His debut film Tingya is the toast of the festival circuit and headed for Cannes this summer. For Mangesh Hadawale—a farmer’s son and a one-man theatre troupe—this is just the beginning.
I meet mangesh hadawale at his one-room flat in the fishermen colony of Mahim in Mumbai. This urban ghetto is similar to the rural world he hails from, in its laziness, open spaces, colourful but crumbling hutments and a huge banyan tree under which men, dogs, kids and travellers enjoy an afternoon siesta. A strange address for someone who is the latest toast of the Indian film festival circuit. Hadawale’s directorial debut, Tingya, a Marathi film on a boy’s relationship with his ailing bull told in the backdrop of farmer suicides in Maharashtra, is heading for the Cannes showcase this summer after having pipped Taare Zameen Par and Chak De! India to the Best Film award at the 10th Mumbai Academy of the Moving Image (MAMI) film festival held in Mumbai recently.
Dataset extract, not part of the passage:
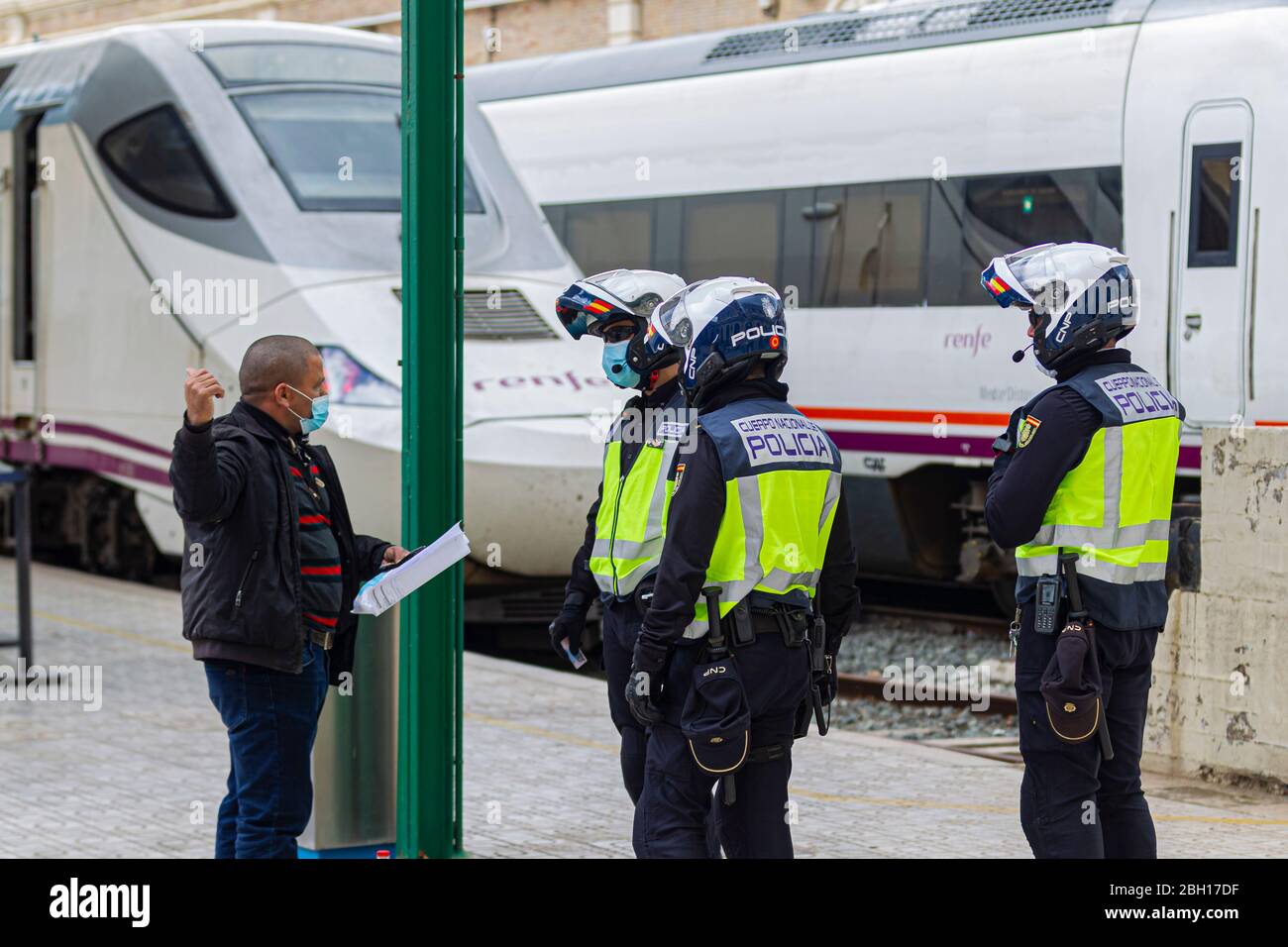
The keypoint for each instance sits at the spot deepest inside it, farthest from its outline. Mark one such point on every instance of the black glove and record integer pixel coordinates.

“Mujhe apni fakiri ka na koi dar hai na afsos hai,” begins the 28-year-old as he gamely climbs up the banyan trunk for a photo shoot. “I live the life of a free bird. Yesterday, I was roaming in the forests of my village Rajuri (90 km from Pune), listening to the songs of Aandhi under a starry sky. It was bliss. Today, I am in Mumbai to address a press conference before Tingya’s theatrical release this Friday. Next month, I will be in Naples at a festival showcasing the film. I prefer unpredictability,” he says.